Regardless of how you wound up in the place, chances are, you’ve faced your breaking point at some time or another. There’s been a day where something snapped and you ran around the room, desperate, jiggling all the knobs of all the doors just trying to get out. Just crack a window even! Let a little light and air in. Peeking through keyholes, trying to get a glimpse of just what exactly you shut out when that door closed.

I remember before my first daughter was born, being pregnant and working feverishly on her new nursery. I remember the way the afternoon light shone through the big windows, casting shadows over new creamy-colored sheets and through the tiny bird mobile that dangled over the crib. I remember moments passed in the glider, practicing my rock, imagining when the nursery would be full. I spent hours folding all of those cloth diapers and sorting teethers and rings and blocks into separate bins.

There was a peace in there.

Soon enough, there was a baby in that space.
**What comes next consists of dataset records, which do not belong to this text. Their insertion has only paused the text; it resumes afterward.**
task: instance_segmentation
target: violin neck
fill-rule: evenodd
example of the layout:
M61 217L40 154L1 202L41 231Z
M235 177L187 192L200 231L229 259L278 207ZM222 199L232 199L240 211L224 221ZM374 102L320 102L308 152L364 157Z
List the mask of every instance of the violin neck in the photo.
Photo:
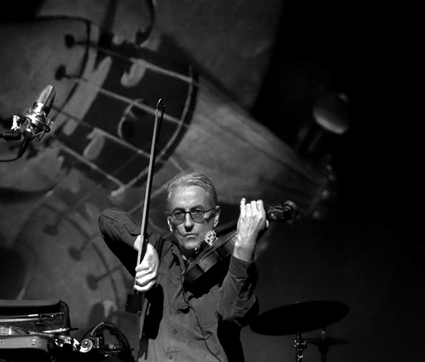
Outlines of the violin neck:
M238 224L238 220L233 220L233 221L228 222L227 224L216 227L214 229L214 231L215 231L217 237L219 237L220 235L225 234L228 231L235 229L237 224Z

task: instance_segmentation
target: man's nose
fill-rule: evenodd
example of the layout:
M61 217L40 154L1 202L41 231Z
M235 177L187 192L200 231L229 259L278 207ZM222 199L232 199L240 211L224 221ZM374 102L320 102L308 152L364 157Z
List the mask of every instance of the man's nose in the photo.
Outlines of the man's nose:
M185 228L191 228L194 225L194 221L192 219L192 216L190 216L190 213L187 213L184 215L184 227Z

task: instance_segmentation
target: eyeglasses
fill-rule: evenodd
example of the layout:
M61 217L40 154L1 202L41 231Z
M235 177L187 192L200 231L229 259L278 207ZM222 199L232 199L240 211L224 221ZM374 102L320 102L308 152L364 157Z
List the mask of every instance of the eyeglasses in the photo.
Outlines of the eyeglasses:
M193 221L195 222L200 222L203 221L205 219L205 214L211 210L213 210L214 208L211 208L209 210L203 210L200 208L195 208L189 211L184 211L183 209L177 209L174 210L173 212L169 213L168 215L171 217L171 219L174 222L178 222L178 223L182 223L184 221L184 219L186 218L186 214L189 214L190 217L192 218Z

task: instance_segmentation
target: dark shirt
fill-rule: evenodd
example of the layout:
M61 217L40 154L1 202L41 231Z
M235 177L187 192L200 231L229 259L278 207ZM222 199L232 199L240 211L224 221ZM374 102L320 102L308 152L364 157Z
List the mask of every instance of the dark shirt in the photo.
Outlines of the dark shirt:
M134 276L140 227L125 212L107 209L99 217L106 244ZM159 235L148 238L158 251L155 286L145 293L139 361L244 361L240 331L258 313L253 262L230 257L222 281L206 293L184 283L185 261L177 243Z

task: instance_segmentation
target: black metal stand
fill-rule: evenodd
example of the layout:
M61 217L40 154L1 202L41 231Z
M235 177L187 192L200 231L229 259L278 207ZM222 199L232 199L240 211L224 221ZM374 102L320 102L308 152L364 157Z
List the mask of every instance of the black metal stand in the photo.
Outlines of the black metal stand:
M295 337L295 362L301 362L303 360L303 351L307 348L307 342L301 337L301 333L297 333Z

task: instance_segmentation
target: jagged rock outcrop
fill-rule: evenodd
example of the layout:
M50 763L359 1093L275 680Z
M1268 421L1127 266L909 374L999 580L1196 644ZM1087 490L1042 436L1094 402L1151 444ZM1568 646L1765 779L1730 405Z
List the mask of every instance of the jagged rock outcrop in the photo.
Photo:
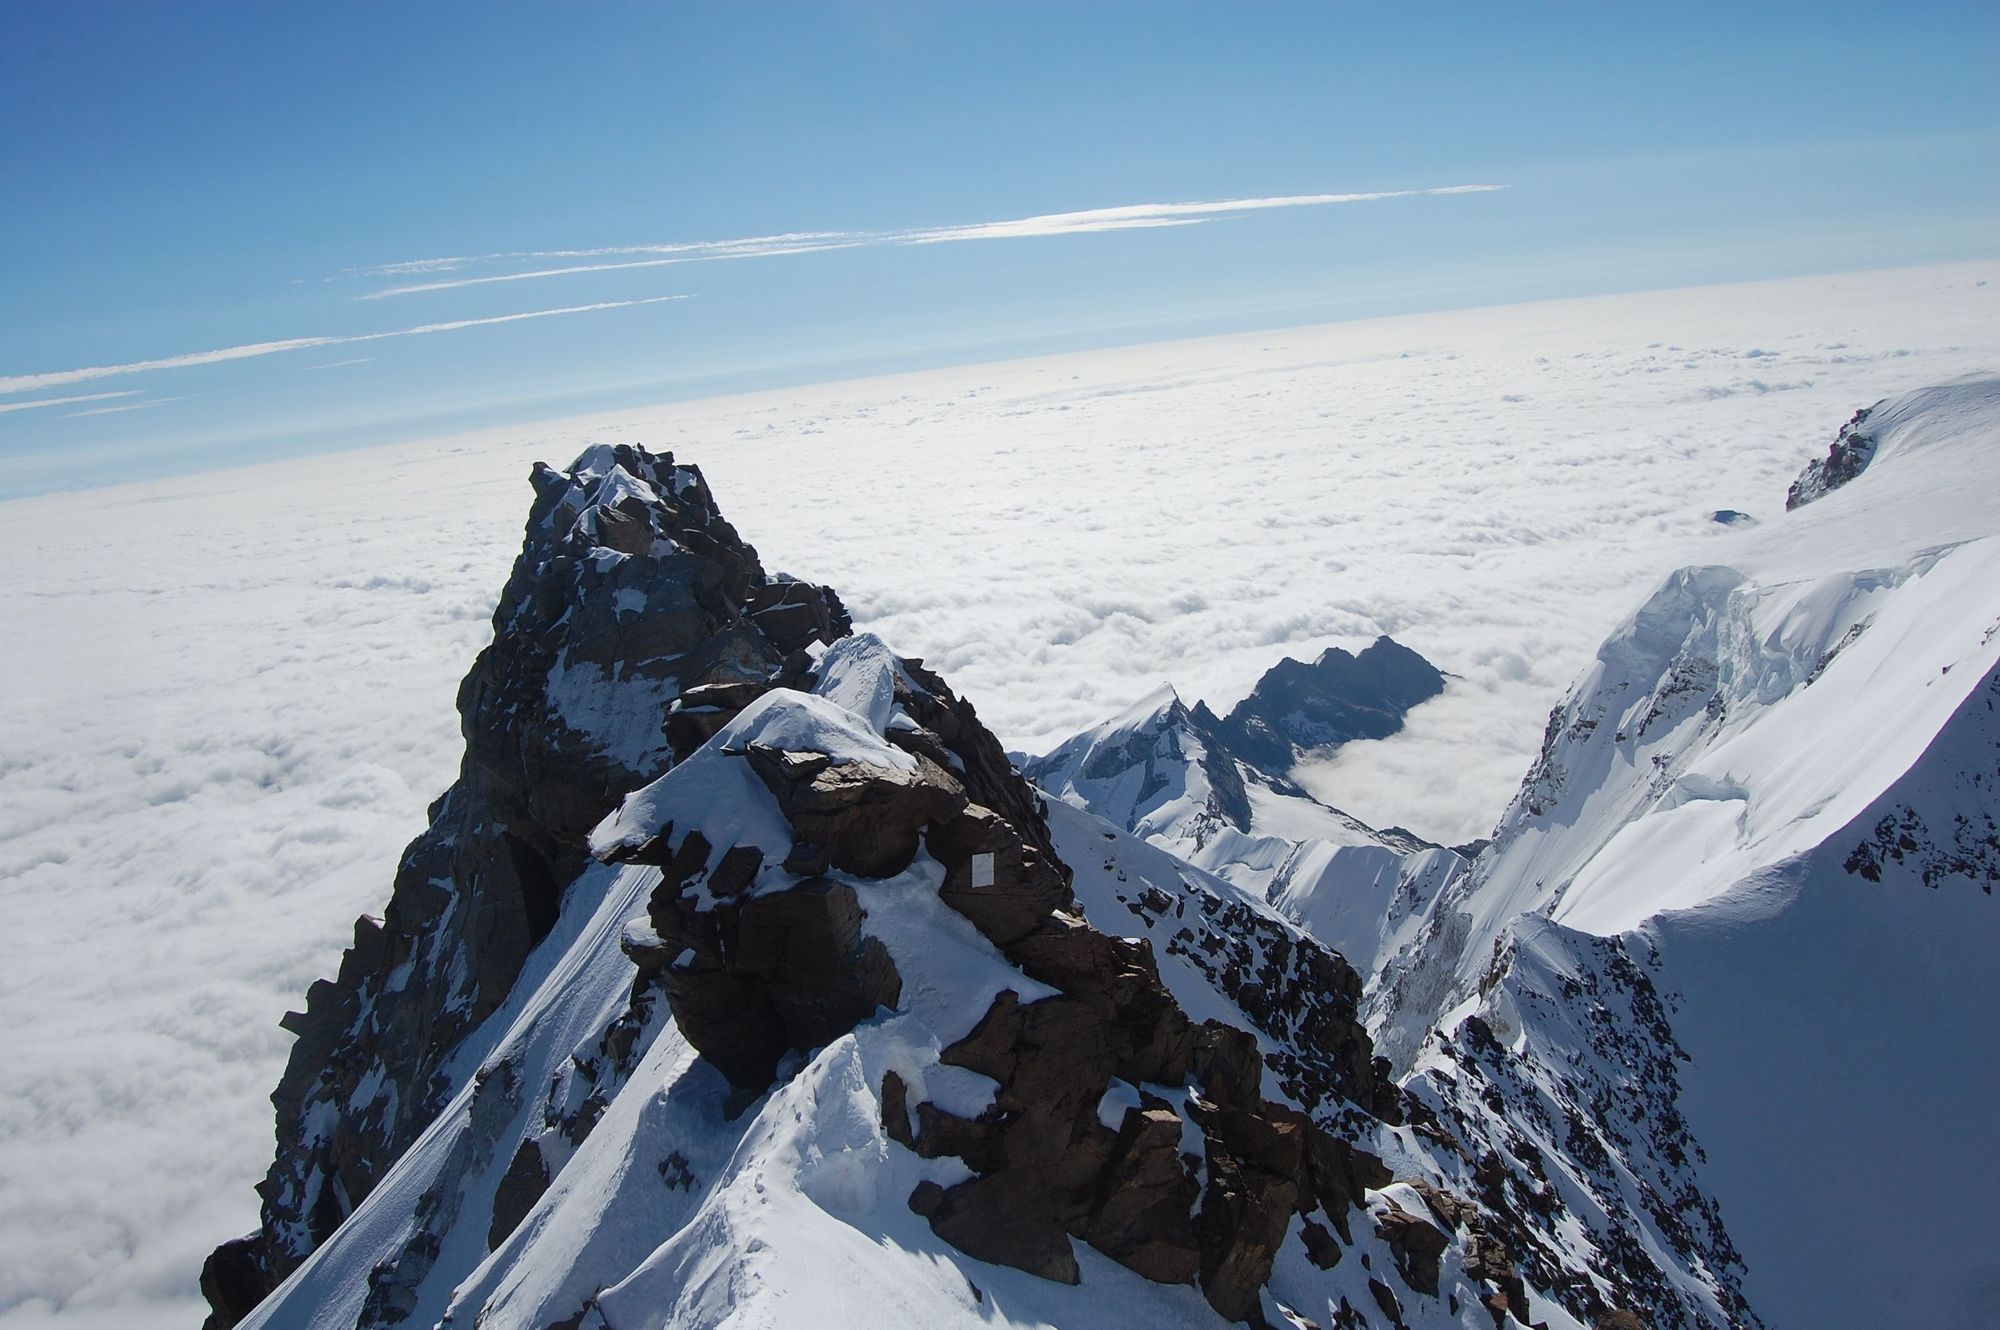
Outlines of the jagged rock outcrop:
M1806 469L1785 491L1786 512L1832 493L1867 469L1880 442L1869 421L1881 406L1877 402L1856 411L1827 446L1826 456L1806 463Z
M981 1260L1074 1283L1075 1237L1147 1278L1199 1282L1229 1319L1258 1316L1293 1216L1348 1232L1347 1210L1388 1181L1387 1170L1308 1114L1266 1099L1256 1036L1191 1020L1150 942L1083 920L1032 791L942 681L863 637L828 652L813 686L811 696L760 698L598 834L607 860L661 869L649 906L655 937L628 934L626 949L642 975L659 976L681 1032L755 1093L788 1053L896 1006L900 978L887 949L862 933L849 883L896 877L921 853L937 865L939 898L1025 981L1054 992L1024 999L1003 989L941 1051L941 1065L997 1084L977 1116L912 1105L899 1074L883 1077L890 1139L926 1159L958 1158L973 1174L920 1184L911 1207ZM879 739L857 715L880 725ZM746 829L730 846L655 825L667 787L699 773L728 789L746 771L778 823ZM1292 989L1311 996L1285 1015L1307 1023L1296 1047L1310 1055L1280 1062L1287 1092L1377 1106L1396 1120L1398 1096L1354 1020L1353 972L1289 937L1259 939L1258 925L1282 930L1248 912L1234 922L1247 936L1230 939L1240 954L1223 956L1217 977L1226 974L1225 991L1263 998L1273 1026L1283 1025L1272 1008L1294 951L1306 961ZM1262 976L1250 963L1259 940ZM1114 1101L1116 1111L1105 1107Z
M1339 954L1044 803L969 703L847 628L757 568L690 468L537 472L465 773L315 991L272 1222L205 1272L216 1323L310 1247L252 1325L798 1324L830 1269L890 1323L966 1330L1086 1305L1063 1299L1755 1324L1676 1163L1671 996L1621 945L1550 925L1495 955L1527 1033L1468 1016L1399 1087ZM1662 724L1699 712L1688 677ZM1117 777L1222 751L1216 718L1161 710L1106 747ZM1226 761L1207 844L1244 849L1230 774L1289 796ZM1421 890L1370 870L1419 903L1449 878L1449 851L1362 832L1331 848L1438 861ZM1304 849L1266 868L1318 871Z
M683 694L712 705L797 677L848 631L825 588L767 576L700 471L597 447L538 465L493 641L459 690L459 779L405 852L382 918L356 922L272 1096L263 1226L203 1272L233 1325L368 1195L448 1097L447 1061L567 908L585 839L669 767Z
M1191 1019L1150 941L1084 920L1041 800L973 708L921 662L846 637L832 592L766 577L698 472L593 449L534 481L494 642L460 693L461 779L383 918L288 1018L300 1040L266 1224L212 1258L212 1325L339 1230L454 1092L464 1121L370 1266L359 1325L428 1315L461 1223L488 1249L516 1241L669 1018L746 1111L799 1058L904 1004L867 884L912 875L1017 976L939 1056L992 1079L983 1110L880 1080L889 1138L970 1170L911 1193L939 1237L1071 1281L1080 1238L1253 1321L1295 1217L1337 1263L1348 1212L1389 1174L1328 1124L1401 1113L1351 970L1212 900L1169 945L1199 938L1177 963L1261 1033ZM813 640L838 645L814 658ZM618 937L622 1010L553 1076L494 1048L482 1022L528 953L595 908L570 894L633 871L655 876ZM658 1171L700 1185L680 1152Z
M1435 665L1378 637L1359 655L1329 647L1310 665L1279 661L1217 724L1237 757L1282 775L1315 749L1388 738L1411 707L1443 691Z

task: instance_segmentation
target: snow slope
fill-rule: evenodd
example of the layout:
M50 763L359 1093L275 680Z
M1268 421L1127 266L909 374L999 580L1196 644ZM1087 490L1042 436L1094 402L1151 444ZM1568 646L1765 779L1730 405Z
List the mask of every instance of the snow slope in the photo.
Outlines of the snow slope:
M2000 1105L2000 379L1869 425L1858 477L1717 542L1606 641L1492 849L1384 966L1372 1024L1428 1074L1433 1027L1462 1041L1473 1012L1537 1038L1531 952L1643 954L1656 1042L1685 1057L1660 1102L1706 1152L1751 1305L1971 1326L2000 1275L1980 1143Z

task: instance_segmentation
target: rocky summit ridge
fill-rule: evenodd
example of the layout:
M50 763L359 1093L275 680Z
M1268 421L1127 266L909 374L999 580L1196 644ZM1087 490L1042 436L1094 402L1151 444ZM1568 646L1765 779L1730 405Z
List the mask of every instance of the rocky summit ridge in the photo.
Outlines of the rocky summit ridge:
M1857 416L1463 853L1288 774L1392 643L1037 789L695 468L539 467L209 1324L1983 1323L1996 439L1991 376Z
M696 468L533 485L211 1327L845 1324L829 1279L870 1324L1727 1322L1726 1263L1398 1087L1339 954L1046 802Z
M429 1125L451 1062L511 991L590 862L592 826L665 770L704 698L809 666L849 630L839 597L768 576L701 472L595 447L537 465L493 642L458 694L465 759L397 867L380 918L305 1010L272 1095L278 1150L263 1225L202 1286L228 1324L325 1242Z

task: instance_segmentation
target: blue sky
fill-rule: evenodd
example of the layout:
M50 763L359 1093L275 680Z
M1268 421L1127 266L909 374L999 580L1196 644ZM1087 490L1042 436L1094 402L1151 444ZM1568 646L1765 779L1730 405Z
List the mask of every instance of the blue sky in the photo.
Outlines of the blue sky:
M1989 256L1996 15L14 0L0 495L951 361ZM1337 201L1357 194L1388 197Z

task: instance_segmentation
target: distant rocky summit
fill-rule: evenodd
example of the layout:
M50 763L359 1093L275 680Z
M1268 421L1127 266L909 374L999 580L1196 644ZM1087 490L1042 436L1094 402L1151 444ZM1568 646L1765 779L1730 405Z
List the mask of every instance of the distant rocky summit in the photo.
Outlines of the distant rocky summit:
M1371 827L1290 773L1305 753L1394 734L1444 679L1382 637L1359 655L1280 661L1226 717L1164 688L1022 772L1051 797L1270 902L1365 968L1468 856Z
M1310 665L1279 661L1217 730L1238 758L1283 773L1303 754L1388 738L1403 728L1411 707L1443 691L1435 665L1378 637L1359 655L1332 647Z
M1882 407L1864 406L1840 427L1840 434L1827 446L1826 456L1806 463L1806 469L1785 491L1785 511L1811 503L1839 489L1867 469L1875 458L1875 432L1869 421Z

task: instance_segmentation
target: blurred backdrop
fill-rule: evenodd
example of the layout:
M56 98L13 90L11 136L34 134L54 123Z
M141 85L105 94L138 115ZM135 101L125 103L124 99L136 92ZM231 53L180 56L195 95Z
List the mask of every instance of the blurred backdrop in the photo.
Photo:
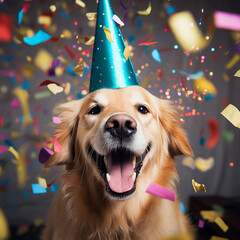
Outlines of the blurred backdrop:
M240 20L224 15L240 14L239 1L111 2L140 85L173 101L188 133L182 211L190 196L239 197L240 129L221 115L240 108ZM61 167L43 169L38 153L52 149L54 107L88 93L96 11L95 0L0 1L0 208L11 226L44 224L58 190Z

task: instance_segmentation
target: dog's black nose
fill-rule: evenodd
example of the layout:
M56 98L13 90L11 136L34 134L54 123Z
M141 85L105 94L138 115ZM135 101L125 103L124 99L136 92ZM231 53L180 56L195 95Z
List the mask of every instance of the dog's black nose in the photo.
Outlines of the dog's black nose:
M113 137L123 140L137 131L137 122L127 114L116 114L107 120L105 129Z

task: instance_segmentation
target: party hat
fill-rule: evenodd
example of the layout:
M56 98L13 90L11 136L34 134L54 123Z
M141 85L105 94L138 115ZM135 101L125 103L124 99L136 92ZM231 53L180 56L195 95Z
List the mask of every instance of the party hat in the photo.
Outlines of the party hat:
M89 92L139 85L109 0L99 0Z

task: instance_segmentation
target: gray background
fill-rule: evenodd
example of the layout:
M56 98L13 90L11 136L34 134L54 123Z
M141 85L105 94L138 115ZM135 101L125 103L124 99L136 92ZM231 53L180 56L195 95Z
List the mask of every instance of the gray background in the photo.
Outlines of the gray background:
M95 12L97 4L94 0L85 0L86 8L83 9L77 6L75 1L33 1L30 2L30 8L27 13L24 14L23 22L21 26L29 27L33 31L43 29L43 26L37 23L37 17L41 12L48 11L51 4L56 4L57 11L52 19L52 24L55 24L57 29L53 34L57 37L61 34L63 29L70 30L74 36L76 34L82 35L94 35L94 27L88 25L88 20L85 16L86 12ZM23 6L23 1L5 0L0 5L1 13L9 13L14 18L13 35L18 28L17 14ZM127 5L127 1L123 1ZM140 16L137 14L138 10L144 10L148 6L148 1L132 0L130 1L130 10L127 18L126 25L121 28L124 39L129 41L129 37L134 36L135 41L131 42L133 46L132 63L137 72L141 69L142 65L149 64L148 67L142 70L138 76L140 85L144 86L150 92L158 97L165 98L165 92L169 88L171 90L170 100L178 100L181 102L180 106L184 107L182 113L191 112L192 109L196 109L200 115L196 116L184 116L184 127L187 130L190 144L194 150L196 157L209 158L213 157L215 160L214 167L207 171L201 172L197 169L192 170L181 163L181 158L176 159L178 166L178 172L180 175L179 192L181 201L184 203L185 208L188 206L188 199L190 195L221 195L221 196L239 196L240 195L240 130L235 128L230 122L228 122L220 112L223 109L223 102L227 100L229 103L235 105L240 109L240 79L234 77L237 70L240 69L240 64L237 64L227 70L225 68L231 58L236 53L234 46L236 40L232 37L232 32L229 30L216 29L213 39L209 46L203 51L186 56L183 53L180 45L177 50L160 52L162 62L156 62L151 52L154 48L163 49L171 48L175 44L178 44L171 30L167 26L168 14L165 11L166 3L176 8L176 12L183 10L189 10L194 15L197 22L202 18L202 26L200 29L203 34L206 33L208 27L208 20L211 14L215 10L222 10L226 12L240 13L240 2L237 0L229 1L157 1L153 0L152 12L149 16ZM65 4L65 12L68 13L69 18L66 19L61 15L61 11L64 10L63 4ZM118 0L112 0L112 5L115 13L124 19L124 10L120 7ZM204 13L201 10L204 9ZM78 24L74 25L77 21ZM168 30L165 32L164 29ZM46 30L47 31L47 30ZM157 44L149 47L140 47L137 44L141 42L141 39L145 38L149 34L153 35L150 41L158 41ZM65 52L63 46L68 44L69 47L75 52L79 52L77 48L73 48L76 44L77 47L82 47L83 50L90 50L89 55L81 57L86 64L91 67L92 48L85 46L84 44L77 44L76 38L62 39L56 43L49 41L46 44L40 44L35 47L29 47L24 44L18 44L14 40L9 43L0 42L0 49L2 50L1 67L0 69L15 70L15 77L18 82L14 85L10 78L7 76L0 76L0 117L4 117L3 127L0 126L0 133L6 134L7 138L12 141L14 146L20 150L21 147L27 145L27 176L28 180L26 186L19 188L16 179L16 164L14 163L14 157L11 153L5 152L0 155L0 164L2 166L2 174L0 175L0 184L5 187L6 191L0 190L0 207L4 210L7 219L10 224L25 224L33 223L38 218L44 218L47 215L50 203L55 193L48 189L45 194L33 194L31 190L31 184L37 183L37 178L44 177L47 182L58 180L58 171L60 167L54 167L49 172L42 169L41 164L38 162L39 146L43 145L46 141L46 134L52 136L53 127L52 122L52 110L55 105L60 102L66 101L67 97L72 96L73 99L79 97L79 93L82 93L83 89L86 89L85 83L89 81L90 70L85 70L83 77L72 76L67 73L65 69L64 74L59 77L47 76L46 73L31 64L34 69L33 77L28 79L22 73L21 70L29 64L26 60L26 56L31 56L33 59L39 49L44 48L52 54L54 58L59 55L63 55L70 64L74 66L78 59L72 60ZM131 40L131 37L130 37ZM238 39L239 42L239 39ZM222 46L219 49L219 46ZM211 48L215 48L214 52L211 52ZM213 55L214 54L214 55ZM6 60L4 56L12 56L12 59ZM201 63L201 56L205 56L205 62ZM189 62L192 60L192 66L189 66ZM65 66L65 68L67 68ZM159 70L163 73L159 78ZM175 70L176 72L174 73ZM218 95L211 100L200 102L193 100L192 97L185 97L177 95L176 89L173 89L173 85L180 84L179 71L185 71L188 73L194 73L196 71L204 71L204 76L214 83L218 90ZM209 76L209 72L213 72L213 76ZM229 82L225 82L223 74L229 76ZM51 95L43 99L35 99L34 95L41 91L46 91L47 87L37 89L37 86L44 80L50 79L59 83L71 83L71 92L66 95L60 93L57 95ZM186 79L186 78L184 78ZM35 119L39 121L38 127L40 130L39 135L34 133L34 126L32 124L27 125L25 128L17 120L22 116L21 107L18 109L9 108L9 104L15 98L12 91L16 86L21 86L25 81L29 81L29 106L31 113ZM147 84L145 84L147 82ZM188 89L193 89L192 80L186 81ZM75 83L75 85L73 84ZM159 90L162 89L163 93L160 94ZM177 104L178 106L178 104ZM37 110L40 108L40 110ZM189 110L188 110L189 109ZM203 115L203 113L206 115ZM214 117L218 120L220 125L220 138L217 145L213 149L208 149L206 146L200 144L200 132L203 131L203 138L205 142L209 138L209 129L207 125L208 118ZM11 132L20 132L20 137L12 138ZM234 135L234 139L230 144L225 144L222 137L223 131L229 131ZM3 140L0 140L1 145L6 145ZM234 166L230 167L229 163L233 162ZM194 193L191 185L192 179L199 183L204 183L207 189L206 193ZM58 181L56 182L58 184ZM2 188L1 188L2 189Z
I had entered the realm of motherhood, and there certainly were days that seemed unending, like that realm was all I would ever know. Sometimes I would catch my breath though. I’d remember when that room was barren of cries and squeaks and giggles, when I’d been preparing the place and feeling so peaceful. Those feelings commanded, “Sit.”

Maybe the door is closed for a time or during certain parts of the day. There will certainly be minutes or even hours that seem unbearable and inescapable. You might lunge for the handle and bang on the door for someone to let you out. But in the midst of all that, take time to sit in the room. Study the way the light brightens it up and the shadow friends it makes. Note the intricacies and the quirks, the ways the nooks and crannies are filled. Soak up the peace of this realm, which, for all its small and trapped feelings, is actually a brief, fleeting space.

Because though motherhood doesn’t mean the end of life, it does mark a milestone after which you’ll never be the same. Choose to see the good in that, the peace in that: Where once there was not, now there is. And instead of longing for what is behind the closed door, bask in the restfulness and the joy of the room you’re in.

And know that you have permission to drop the burp cloths for a little while and step outside the room. You can keep that closet full of your stilettos and pretty dresses. You’ll still need them once and awhile. It is a beautiful thing to be a mother and something else. It is good and right to dash down one of those hallways every once in awhile, to connect to some other part of you. Just as there are other rooms in the house, there are other pieces of you that deserve to be nurtured. In the long run, if you’re a better, richer person, you’ll raise better, richer kids.